When Dave and I were dating, we even told each other that we would never leave Colorado. They say “never say never,” but I meant it. And now we’re leaving. In less than 24 hours a moving truck is coming to pack up all of our things and my comfortable rug of the familiar is going to be swept up from underneath my feet. All my great ten year life plans are abruptly coming to an end. I’m moving to a place where we will have no friends and will definitely have to rely on Google Maps. However, as I’ve had to learn the hard way this summer, saying yes to God trumps all the great plans you had for yourself.
“The heart of a man plans his way, but the Lord establishes his steps.” Proverbs 16:9
I thought I knew what this verse meant, but the real meaning of didn’t start to hit me until last year when one of my favorite people spoke at a Perspectives class. She was talking about world missions, but her talk was applicable to almost every other area of life.
The question she was answering in her talk was “What are my next steps?” To me, next steps have always meant a plan. Of course I have to have a plan for my life! It feels safer to have a plan. It feels safer to know what my job will be, what house I will be living in, what school Ruthie will go to. I make plans so that I look like I have everything in control, when really deep down the plans are just a mask to cover up the fear I feel when I start to lose control.
The speaker listed five things you can do to take the next steps in your life. The last of these five things was plan. She said, “Many people want to begin here and just want the ‘game plan’ but the strategy is the least important. We don’t need to know what God’s plan is, He will give us enough information to lead us to the next step.”

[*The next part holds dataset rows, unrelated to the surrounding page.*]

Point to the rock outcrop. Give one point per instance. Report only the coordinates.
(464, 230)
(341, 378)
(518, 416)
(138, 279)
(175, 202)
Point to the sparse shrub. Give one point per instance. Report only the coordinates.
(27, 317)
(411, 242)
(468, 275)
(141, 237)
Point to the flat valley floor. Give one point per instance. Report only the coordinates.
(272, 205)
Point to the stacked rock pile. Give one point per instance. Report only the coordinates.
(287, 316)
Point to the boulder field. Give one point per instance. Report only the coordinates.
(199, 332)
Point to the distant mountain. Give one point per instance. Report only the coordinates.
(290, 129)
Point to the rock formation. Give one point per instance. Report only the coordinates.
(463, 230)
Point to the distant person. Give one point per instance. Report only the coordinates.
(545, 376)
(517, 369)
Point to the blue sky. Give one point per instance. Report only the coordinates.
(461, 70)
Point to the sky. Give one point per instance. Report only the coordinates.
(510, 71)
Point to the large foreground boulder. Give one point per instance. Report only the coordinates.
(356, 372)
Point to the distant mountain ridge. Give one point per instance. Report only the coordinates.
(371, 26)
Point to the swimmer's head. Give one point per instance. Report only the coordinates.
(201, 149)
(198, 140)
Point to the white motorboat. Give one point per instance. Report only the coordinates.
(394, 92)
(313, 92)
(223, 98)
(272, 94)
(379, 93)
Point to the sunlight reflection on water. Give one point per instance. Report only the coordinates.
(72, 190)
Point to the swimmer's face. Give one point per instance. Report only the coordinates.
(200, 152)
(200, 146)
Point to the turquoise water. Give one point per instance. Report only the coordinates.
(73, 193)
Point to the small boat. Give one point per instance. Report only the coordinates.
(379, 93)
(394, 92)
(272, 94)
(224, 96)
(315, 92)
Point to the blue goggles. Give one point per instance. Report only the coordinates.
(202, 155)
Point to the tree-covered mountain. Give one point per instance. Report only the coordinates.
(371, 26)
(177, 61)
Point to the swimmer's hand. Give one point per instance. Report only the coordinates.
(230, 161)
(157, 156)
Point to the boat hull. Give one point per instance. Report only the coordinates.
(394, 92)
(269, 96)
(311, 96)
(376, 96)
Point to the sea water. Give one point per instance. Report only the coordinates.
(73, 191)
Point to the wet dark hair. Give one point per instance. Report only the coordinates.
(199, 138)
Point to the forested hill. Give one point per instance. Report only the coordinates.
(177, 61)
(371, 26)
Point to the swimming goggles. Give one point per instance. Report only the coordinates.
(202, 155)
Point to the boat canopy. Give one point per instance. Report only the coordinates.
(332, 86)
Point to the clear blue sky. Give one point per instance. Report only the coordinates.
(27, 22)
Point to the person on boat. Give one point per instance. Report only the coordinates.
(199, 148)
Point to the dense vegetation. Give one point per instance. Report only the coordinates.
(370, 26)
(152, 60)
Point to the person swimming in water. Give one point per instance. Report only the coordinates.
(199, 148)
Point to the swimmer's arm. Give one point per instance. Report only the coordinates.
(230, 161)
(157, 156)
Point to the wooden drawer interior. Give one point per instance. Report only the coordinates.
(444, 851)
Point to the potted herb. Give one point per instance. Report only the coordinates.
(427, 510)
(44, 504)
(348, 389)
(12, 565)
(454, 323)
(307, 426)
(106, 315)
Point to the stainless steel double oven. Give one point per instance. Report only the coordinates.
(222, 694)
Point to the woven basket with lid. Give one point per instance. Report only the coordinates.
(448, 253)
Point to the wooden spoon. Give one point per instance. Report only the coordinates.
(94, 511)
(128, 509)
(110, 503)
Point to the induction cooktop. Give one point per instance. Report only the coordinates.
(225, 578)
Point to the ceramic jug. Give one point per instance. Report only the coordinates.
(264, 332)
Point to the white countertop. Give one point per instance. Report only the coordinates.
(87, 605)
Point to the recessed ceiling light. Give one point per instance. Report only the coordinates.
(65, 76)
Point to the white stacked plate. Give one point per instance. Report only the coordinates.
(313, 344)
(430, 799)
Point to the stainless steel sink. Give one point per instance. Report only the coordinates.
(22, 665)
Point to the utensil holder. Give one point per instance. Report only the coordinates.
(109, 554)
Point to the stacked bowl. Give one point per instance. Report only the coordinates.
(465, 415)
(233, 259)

Hearing this rocked my world. Could I honestly trust God enough for me to stop worrying about what was next in my life? Could I hand over all my plans to Him and just see where He leads me?
I first put this into practice by not planning out when we are going to have our second child. At this time the Perspectives class, I was pregnant with Ruthie and I was actively trying not to plan when I was going to have the next baby. That’s how much of a planner I am. I had to stop saying things to myself life “Ok, I’m going to have Ruthie in May and then the next baby in two years and then the third child…” Because the truth is all of those things were my plans are not God’s. I know when I would like to have my next baby, but I hold loosely to that idea now. Dave and I will continue to pray about it and see where God leads us.
Anyways, this whole letting my plans go thing started to seem easy with small things and harder with big things. Moving across the country seems like a very big thing right now. When Dave felt God calling us to move to Michigan six weeks ago, I weeped as I pictured all the plans for my life crashing down in front of me.
“Many are the plans in the mind of a man, but it is the purpose of the Lord that will stand.” Proverbs 19:21
I’ve been reminded in the past few weeks, as I cry on my drive home from the grocery store because I’m looking at the mountains or feel such a huge loss saying goodbye to my coworkers, that these things that I’ve carefully planned out and placed on a pedestal are such temporary things. Jobs change, people move, and things don’t stay the same. Buildings are torn down and new ones are built. Some day our first house might not even be here anymore. It’s ok to be sad about saying goodbye to things, but it’s not ok to place these things before God. It’s so much easier said than done and this verse comforts me:
“So we fix our eyes not on what is seen, but on what is unseen, since what is seen is temporary, but what is unseen is eternal” (2 Corinthians 4:18).
The crazy thing about that talk at Perspectives all those months ago was that the speaker was planning on doing a completely different speech. Then as she was laying in bed the night before the class, God told her to talk about something different. So in a few hours she completely changed the whole agenda for her three hour speech. And if she hadn’t changed the agenda, I would have never felt convicted about not planning out my life. I’m so glad she trust God when He told her to change her plan at the last minute. And like her, I’m changing mine.
So we’re moving. We’re doing it. We aren’t doing it because it fits into my ten year plan, but it fits into God’s, and that’s what matters.